Good news everyone, we can now close down every call center. We have something that can usually answer questions correctly.

I can fantasize, can't I?

Won't the call centers still need to have human staff to interact with the customers? Watson can answer questions, but someone still needs to do the rest.
 
I wonder how much of Watson was funded by DARPA...you know the DOD has a clone somewhere, eavesdropping on all sorts of communication.

Just because Watson speaks English doesn't mean he can't be programmed to the same work with foreign languages.
 
I wonder how much of Watson was funded by DARPA...you know the DOD has a clone somewhere, eavesdropping on all sorts of communication.
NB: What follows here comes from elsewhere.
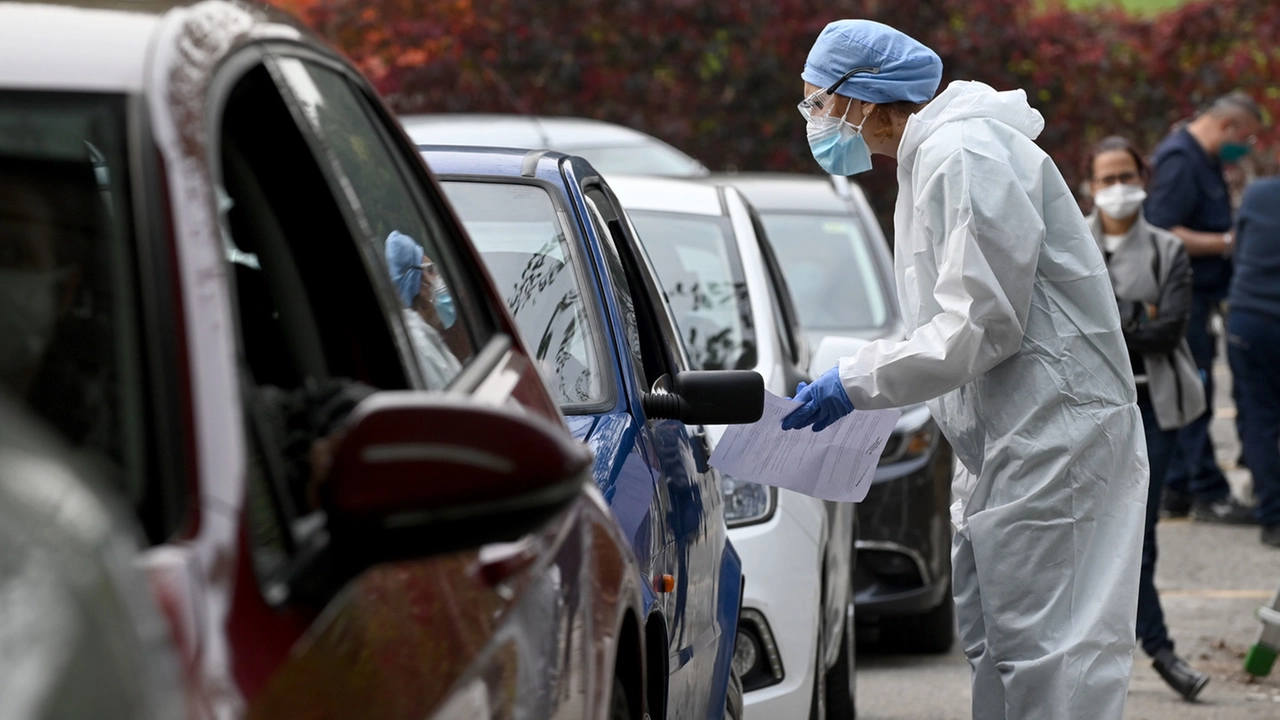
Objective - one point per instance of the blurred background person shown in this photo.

Just because Watson speaks English doesn't mean he can't be programmed to the same work with foreign languages.
That's what the new $126 million Exascale supercomputer is going to be built for.

:sneaky:
 
Watson is NOT intelligent, Watson is essentially just an algorithm that can do absolutely nothing but answer Jeopardy! questions.
 
The answer is plainly obvious. Healthcare.
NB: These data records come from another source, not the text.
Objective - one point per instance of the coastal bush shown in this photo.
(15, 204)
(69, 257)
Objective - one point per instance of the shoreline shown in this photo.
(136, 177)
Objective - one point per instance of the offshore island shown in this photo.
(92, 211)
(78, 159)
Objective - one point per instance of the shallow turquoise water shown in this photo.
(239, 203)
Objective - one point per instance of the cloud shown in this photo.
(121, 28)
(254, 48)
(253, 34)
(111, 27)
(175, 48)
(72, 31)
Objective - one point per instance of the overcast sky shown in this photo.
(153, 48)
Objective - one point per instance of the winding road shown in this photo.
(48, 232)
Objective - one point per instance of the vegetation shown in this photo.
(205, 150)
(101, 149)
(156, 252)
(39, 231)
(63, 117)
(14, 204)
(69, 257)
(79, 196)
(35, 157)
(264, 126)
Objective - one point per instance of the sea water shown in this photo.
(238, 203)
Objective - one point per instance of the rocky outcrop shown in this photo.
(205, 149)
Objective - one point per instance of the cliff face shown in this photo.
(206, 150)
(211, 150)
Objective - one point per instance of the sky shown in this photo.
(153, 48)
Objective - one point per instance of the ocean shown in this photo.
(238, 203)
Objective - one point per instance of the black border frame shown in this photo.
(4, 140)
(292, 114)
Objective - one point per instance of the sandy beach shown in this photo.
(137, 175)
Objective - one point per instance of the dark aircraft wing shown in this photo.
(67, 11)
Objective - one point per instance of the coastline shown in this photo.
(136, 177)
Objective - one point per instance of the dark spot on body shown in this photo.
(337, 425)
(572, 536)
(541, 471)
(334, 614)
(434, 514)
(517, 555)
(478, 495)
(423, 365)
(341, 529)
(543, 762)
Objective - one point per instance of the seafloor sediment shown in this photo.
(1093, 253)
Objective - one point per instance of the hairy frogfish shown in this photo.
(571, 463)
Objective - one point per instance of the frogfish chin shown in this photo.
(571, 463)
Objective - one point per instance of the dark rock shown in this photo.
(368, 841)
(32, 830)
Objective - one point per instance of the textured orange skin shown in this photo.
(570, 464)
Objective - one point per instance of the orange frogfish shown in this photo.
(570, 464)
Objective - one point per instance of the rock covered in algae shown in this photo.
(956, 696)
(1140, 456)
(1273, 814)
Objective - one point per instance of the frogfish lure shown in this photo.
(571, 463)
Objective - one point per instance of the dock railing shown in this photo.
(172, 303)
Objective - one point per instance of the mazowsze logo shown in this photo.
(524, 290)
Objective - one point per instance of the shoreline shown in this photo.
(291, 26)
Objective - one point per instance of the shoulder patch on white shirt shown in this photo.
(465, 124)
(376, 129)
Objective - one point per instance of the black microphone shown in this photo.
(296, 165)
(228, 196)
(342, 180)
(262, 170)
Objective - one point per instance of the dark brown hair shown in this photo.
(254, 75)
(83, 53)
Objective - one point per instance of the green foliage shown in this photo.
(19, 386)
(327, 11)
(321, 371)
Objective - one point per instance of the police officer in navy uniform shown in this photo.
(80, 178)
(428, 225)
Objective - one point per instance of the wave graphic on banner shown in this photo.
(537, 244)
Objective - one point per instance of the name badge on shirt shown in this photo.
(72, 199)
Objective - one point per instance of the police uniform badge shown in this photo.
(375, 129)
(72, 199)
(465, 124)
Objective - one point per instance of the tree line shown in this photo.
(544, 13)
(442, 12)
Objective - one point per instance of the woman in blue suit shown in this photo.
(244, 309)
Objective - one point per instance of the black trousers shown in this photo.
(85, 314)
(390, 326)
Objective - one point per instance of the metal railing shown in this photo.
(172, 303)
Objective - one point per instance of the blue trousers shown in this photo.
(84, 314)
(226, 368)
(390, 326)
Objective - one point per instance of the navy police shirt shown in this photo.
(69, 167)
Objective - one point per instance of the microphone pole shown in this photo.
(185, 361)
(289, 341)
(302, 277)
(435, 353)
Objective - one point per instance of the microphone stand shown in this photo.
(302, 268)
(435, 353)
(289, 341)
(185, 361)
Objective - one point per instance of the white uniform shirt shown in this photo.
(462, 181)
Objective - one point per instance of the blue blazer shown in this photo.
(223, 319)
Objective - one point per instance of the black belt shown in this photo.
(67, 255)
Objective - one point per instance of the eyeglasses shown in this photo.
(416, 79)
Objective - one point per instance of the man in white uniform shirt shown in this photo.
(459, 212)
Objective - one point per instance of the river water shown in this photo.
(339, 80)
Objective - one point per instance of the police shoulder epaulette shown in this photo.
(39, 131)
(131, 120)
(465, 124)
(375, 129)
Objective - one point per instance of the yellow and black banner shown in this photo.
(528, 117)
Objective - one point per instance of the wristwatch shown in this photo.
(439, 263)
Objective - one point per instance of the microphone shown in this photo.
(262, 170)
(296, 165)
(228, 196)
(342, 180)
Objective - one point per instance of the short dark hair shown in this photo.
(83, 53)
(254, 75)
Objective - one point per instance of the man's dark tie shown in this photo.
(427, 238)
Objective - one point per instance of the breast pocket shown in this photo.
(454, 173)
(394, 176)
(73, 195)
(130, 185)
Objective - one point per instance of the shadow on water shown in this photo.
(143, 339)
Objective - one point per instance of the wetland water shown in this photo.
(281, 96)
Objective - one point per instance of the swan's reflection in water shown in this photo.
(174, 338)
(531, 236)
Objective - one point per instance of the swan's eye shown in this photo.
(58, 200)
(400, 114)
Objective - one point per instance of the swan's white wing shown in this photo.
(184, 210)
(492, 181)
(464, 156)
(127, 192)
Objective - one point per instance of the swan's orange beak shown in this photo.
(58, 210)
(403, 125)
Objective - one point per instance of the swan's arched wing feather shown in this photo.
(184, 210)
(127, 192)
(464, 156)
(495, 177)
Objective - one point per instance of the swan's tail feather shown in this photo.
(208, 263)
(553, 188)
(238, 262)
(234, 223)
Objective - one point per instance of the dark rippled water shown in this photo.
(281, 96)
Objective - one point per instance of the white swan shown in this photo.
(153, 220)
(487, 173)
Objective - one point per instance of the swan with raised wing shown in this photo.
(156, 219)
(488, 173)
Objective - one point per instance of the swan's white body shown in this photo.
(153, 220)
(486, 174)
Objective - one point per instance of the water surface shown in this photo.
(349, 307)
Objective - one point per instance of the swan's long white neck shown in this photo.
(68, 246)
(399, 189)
IBM will continue its longtime collaboration with speech-recognition software developer Nuance Communications to bring the analytics capabilities of supercomputer Watson into the health care field. Under a research agreement announced Feb. 17, Nuance will feed its CLU (Clinical Language Understanding) applications into IBM's Watson hardware.

Nuance makes the Dragon speech-recognition software.

Meanwhile, IBM will incorporate its own Deep Question Answering (QA), Natural Language Processing and Machine Learning capabilities into the supercomputer.

Combining the CLU language capabilities of Nuance in a supercomputer such as Watson could lead to the next generation of EHRs and decision-support applications, according to Dr. Eliot Siegel, director of the Maryland Imaging Research Technologies Laboratory (MIRTL) at the UMD School of Medicine. "We believe that this has the potential to usher in a new era of computer-assisted personalized medicine into health care to improve diagnostic accuracy, efficiency and patient safety," Siegel said in a statement.

A commercial product will be available in 18 to 24 months, IBM and Nuance report.

Columbia University Medical Center and UMD (University of Maryland) School of Medicine will contribute medical expertise that will enable Watson to work effectively in health care.
 
Which is, sadly, quite a bit more advanced in language interpretation than other attempts have been.

True, but it is a far cry from any sort of real, lifelike 'artificial intelligence'. The only reason it can interpret language is because they gave it a lot of rules and then fed it tens of thousands of examples of questions. Thus, it is suited for only one purpose. My point is that even though it is neat that it can 'understand' a question and search for relevant information, that is precisely all it can do. If you phrase something differently than a Jeopardy! question, it can not provide a meaningful response.
 
"Now that Watson has played what ideas can we use for him?"

Star Wars Episode 3. Turn it into an all knowing computerized answering database.
 
God... don't you ever watch ANY scifi movies? This ALWAYS ends up with the computer nuking the shit out of humanity "for humanity's sake", because humanity is irrational and the only way to save humanity is destroy it.


The only winning move is not to play.
 
think it would be the other way around. Humans would think of things that computers can't. In Watson's case he can't even come up with guesses, what he's good at is looking up data and try to find what you're looking for.

More often then not you are probably correct, but it is the exceptions to the rule that make him worthwhile. For example, there are now what are called "idea machines". These are computers programmed to do things like model every possible configuration of electronic circuitry. Most of what they try is garbage, but occasionally the discover something engineers had never thought of.

This is also similar to things like "recombinatorial chemistry" where billion dollar automated factories are built to automatically mix and test millions of possible chemical combinations. Rather then waiting for something to be discovered by trial and error, the process is automated and chemists can tweak the automation to explore specific things they know should produce interesting results.